Il faut être un peu funambule pour écrire ce genre de livre. Il faut être un peu funambule pour le lire… Il faut avoir ce petit violon dans la tête pour vouloir essayer de parler de ce livre.
Stradi, lui, justement, il a un violon dans la tête. Depuis la naissance. Pas au sens figuré, hein, au sens propre. Il a littéralement un violon dans la tête depuis la naissance. Son violon, son cerveau et son crâne grandissent en parfaite harmonie. Mais cette particularité a passablement alourdi son enfance : de la surprotection parentale à l’incapacité du corps médical à comprendre ce qui s’est passé sans parler de prévoir l’avenir de Stradi, ce dernier est un enfant que tout désigne comme étant « à part ».
Gilles Marchand, après un très remarquable et insuffisamment remarqué « Une bouche sans personne », se lance dans un numéro de… funambule pour parler du handicap. Il le fait en créant de toute pièce une situation de handicap originale qu’il va utiliser sous toutes ses coutures pour tourner autour de son sujet, avec tact et pudeur.
Gilles Marchand fait ici preuve d’une simplicité qui touche à l’évidence, qui rend les choses limpides pour le lecteur. Qui dit simplicité ne dit pas, par contre, absence de profondeur du propos, au contraire. Ce qui se conçoit bien, s’énonce clairement… dit l’écrivain poète.
L’archer du petit violon de Stradi (vous avez forcément compris d’où lui vient son surnom) s’agite au grès des situations et de ses sentiments pour donner une couleur musicale à sa vie. Une couleur qui peut être tour à tour blanche, éclairante, brillante ou virer au noir, au sombre et à la colère en passant par toutes les couleurs de la palette d’un peintre.
Filer ainsi la métaphore artistique n’est pas innocente : le livre de Gilles Marchand se regarde et se lit comme une partition musicale : à partir d’un thème, l’écrivain-musicien se pique de broder des variations autour de son thème. Ces variations lui permettront au cours de son récit d’aborder les différents sentiments parcourus par Stradi à travers ses différentes expériences de l’enfance (les relations avec les autres enfants, l’amitié, la sociabilisation, le fait de grandir, d’appréhender son corps…) à l’âge adulte (l’émancipation, le travail, l’amour, la paternité…).
Ce que touche du doigt Gilles Marchand, les sables mouvants vers lesquels il tente d’attirer son lecteur, ce sont toutes les nuances qui partent de la différence et qui mènent vers l’anormalité ou l’unicité.

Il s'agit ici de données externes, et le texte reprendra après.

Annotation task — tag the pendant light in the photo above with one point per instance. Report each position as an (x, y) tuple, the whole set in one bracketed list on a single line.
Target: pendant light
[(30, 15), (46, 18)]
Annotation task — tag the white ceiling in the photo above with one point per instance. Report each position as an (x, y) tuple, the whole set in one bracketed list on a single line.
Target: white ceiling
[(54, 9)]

Finalement, quels que soit notre génétique, nous sont tous différents les uns des autres et donc tous uniques. L’anormalité n’a rien à faire dans cette histoire.

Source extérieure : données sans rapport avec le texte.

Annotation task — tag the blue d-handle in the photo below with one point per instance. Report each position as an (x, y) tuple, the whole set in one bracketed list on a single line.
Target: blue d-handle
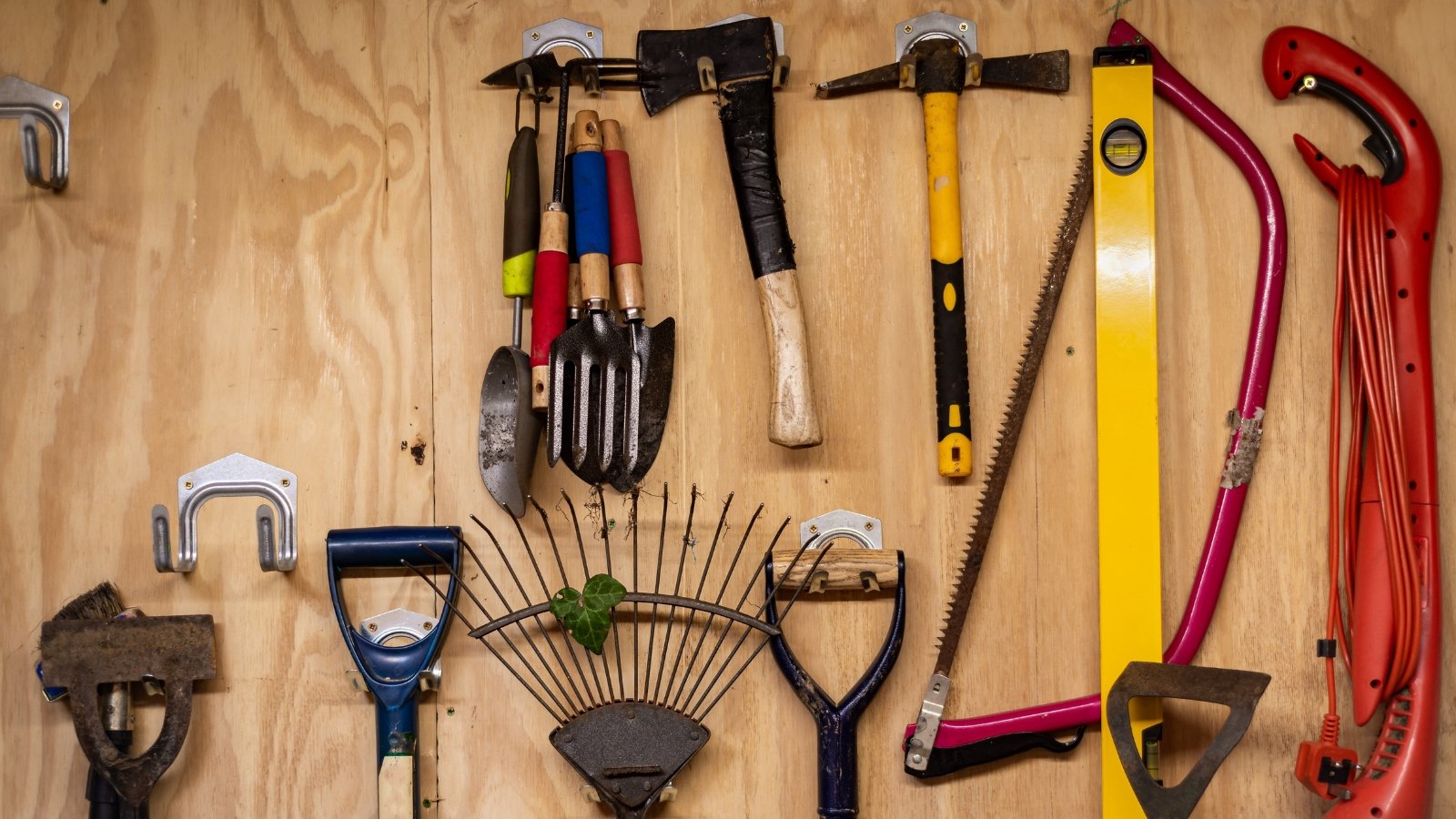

C’est pourtant tout ce qui est renvoyé à la figure de Stradi à chaque étape de sa vie, à chaque expérience : il n’est pas « comme les autres », il est « différent ». Stradi a son lot de désagréments, de joies, de peines, de douleurs, de colères, comme tout le monde. Le rejet dont il est parfois victime n’est que la matérialisation brutale, dans le monde réel, du regard différent que lui lancent à peu de chose près toutes les personnes qu’il croise.
Alors la petite musique de Gilles Marchand prend le dessus et les mots qu’il égraine sur la partition de ses pages blanches produisent une douce mélodie du bonheur d’être tout simplement, d’être soi, ce qui se révèle au final être la chose la plus difficile au monde.